6 Common Misconceptions That Make Finances “Scary”

Two Sense dives into what makes personal finances so intimidating and tackles some common misconceptions that are widely talked about.

In the spirit of Halloween, let’s talk about why finances can be so scary. There are so many myths that float around the internet, and in society in general, that lead to confusion and misunderstanding when it comes to money. When we better understand something, we set ourselves up for success. This is why it’s so crucial to dissect some of these misconceptions so we can make strides together and reach financial freedom.

  1. “You need prior budgeting experience to create a budget for yourself”– Not true! You honestly do not need to be an expert to budget. What you will need is patience and time set aside for making sure you have your receipts or bank statements each month. Depending on your preference, you may choose to do your budget weekly, bi-weekly, or monthly- most people find it easier to go by their paycheck frequency.
  2. “You need a fancy spreadsheet to be successful at budgeting”– Actually this isn’t really true. It all comes down to personal preference, but you can use a simple paper and pen to dive into your numbers. I have coached individuals who prefer to use a notepad app on their phone or just utilize a simple chart that we create together on the computer. The less complicated of a task we can make this for ourselves, the higher the success rate will be. Many people do not feel comfortable looking at the numbers on their statements because it is a reflection of their spending habits.
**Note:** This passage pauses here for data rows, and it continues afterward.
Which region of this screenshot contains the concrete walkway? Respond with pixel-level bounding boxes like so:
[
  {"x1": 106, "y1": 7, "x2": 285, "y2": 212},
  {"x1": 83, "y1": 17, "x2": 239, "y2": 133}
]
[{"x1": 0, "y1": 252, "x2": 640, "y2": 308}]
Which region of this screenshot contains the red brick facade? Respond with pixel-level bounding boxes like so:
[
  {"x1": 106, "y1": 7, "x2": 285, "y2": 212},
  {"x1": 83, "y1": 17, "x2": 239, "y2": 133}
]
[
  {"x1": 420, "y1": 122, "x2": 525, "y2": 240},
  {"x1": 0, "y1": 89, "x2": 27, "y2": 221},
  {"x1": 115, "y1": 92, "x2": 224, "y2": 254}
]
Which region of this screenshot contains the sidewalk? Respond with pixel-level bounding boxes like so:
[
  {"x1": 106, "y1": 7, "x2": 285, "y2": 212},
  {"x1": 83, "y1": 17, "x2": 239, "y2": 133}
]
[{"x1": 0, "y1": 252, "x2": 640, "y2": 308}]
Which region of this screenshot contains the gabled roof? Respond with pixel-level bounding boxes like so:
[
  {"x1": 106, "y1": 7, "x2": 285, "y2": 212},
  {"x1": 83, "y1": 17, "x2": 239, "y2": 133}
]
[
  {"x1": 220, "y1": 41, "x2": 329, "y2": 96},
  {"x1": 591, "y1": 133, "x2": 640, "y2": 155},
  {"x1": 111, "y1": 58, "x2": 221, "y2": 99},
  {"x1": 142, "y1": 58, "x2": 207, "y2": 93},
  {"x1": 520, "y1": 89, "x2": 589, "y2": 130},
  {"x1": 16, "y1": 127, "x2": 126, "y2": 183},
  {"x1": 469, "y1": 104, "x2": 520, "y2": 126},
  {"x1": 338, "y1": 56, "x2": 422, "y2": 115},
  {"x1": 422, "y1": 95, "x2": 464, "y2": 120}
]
This is why I always mention the importance of just having a simple way to keep track of your “ins and outs”- what is coming into your account versus what is being spent.
  3. “I can’t become financially stable because of my paycheck frequency”– There is always a way! Whether you get paid weekly, bi-weekly, monthly, or per diem, there is a way to stay organized with your finances. For example, if you get paid weekly, you can calculate what you typically have coming in each week and multiple that by 4 to get a monthly total. The most crucial part of a budget is figuring out a realistic, but affordable, number for each of your spending categories. Once you have your categories and their spending limits sorted out, you can easily divide that into 4 to get a weekly budget amount or leave it as a monthly amount. This is all based on what you and your family chooses and how you can be most efficient and effective.
  4. “Everything you buy that’s “On Sale” saves you money”– Sorry, this is not always the case. I have been at several major retailers before where I have seen them move a pallet of TVs, for example, into the main aisle and put a big “sale” price on top. When I do some digging, the price never changed or they ended up increasing the “original price” to create the illusion that the sales price is lower and competitive. Just beware of retailers that do things like this because you really aren’t saving money at all and may just be purchasing that item under the assumption that you are truly saving.
  5. “Poor credit is irreversible and lasts forever”– This is definitely not true, unless you choose to leave it that way. Bad credit can be reversed within a 1-2 year time frame, seeing noticeable results within the first 6 months. Personally, I have had friends and family members who simply never wanted to look at their credit report since they “knew it was bad” and decided to ignore it. Year after year of ignoring it led to being declined for mortgages, credit cards, and loans. Ignoring bad credit or damaged credit is not the solution- you must begin fixing it as soon as possible. On-time payments and being consistent are major factors in improving and maintaining your credit.
  6. “Owning a home is a key factor to being financially free”– Not quite. Jumping into homeownerships is not going to lead you to financial freedom right away, especially if you are not quite ready yet. There is always pressure put on our younger generations to “go buy a home” since it is “better than renting.” Yes, being a homeowner is better than renting when you are financially stable enough to not just afford buying it, but be able to maintain it as well. Sometimes when we are renting our home, it allows us to prepare for our future financial goals such as buying a home. You really do not want to jump into buying a home and not be able to afford the costs that come with repairs and maintenance. This is why I always preach about the importance of saving money. If you are currently renting and are looking to buy a home, plan out a goal date so you know what you are working towards.

Personal finances may be scary at first, but talking through your goals with a financial expert can be helpful. Always remember to write your goals down and be precise and descriptive. You want to focus on the end result so you can stay motivated to reach the finish line. When it comes to financial freedom, you define what that means for you and nobody else. If financial freedom means no longer living paycheck to paycheck and having little-to-no debt, then that is what it is for you. Stay focused and motivated- YOU GOT THIS!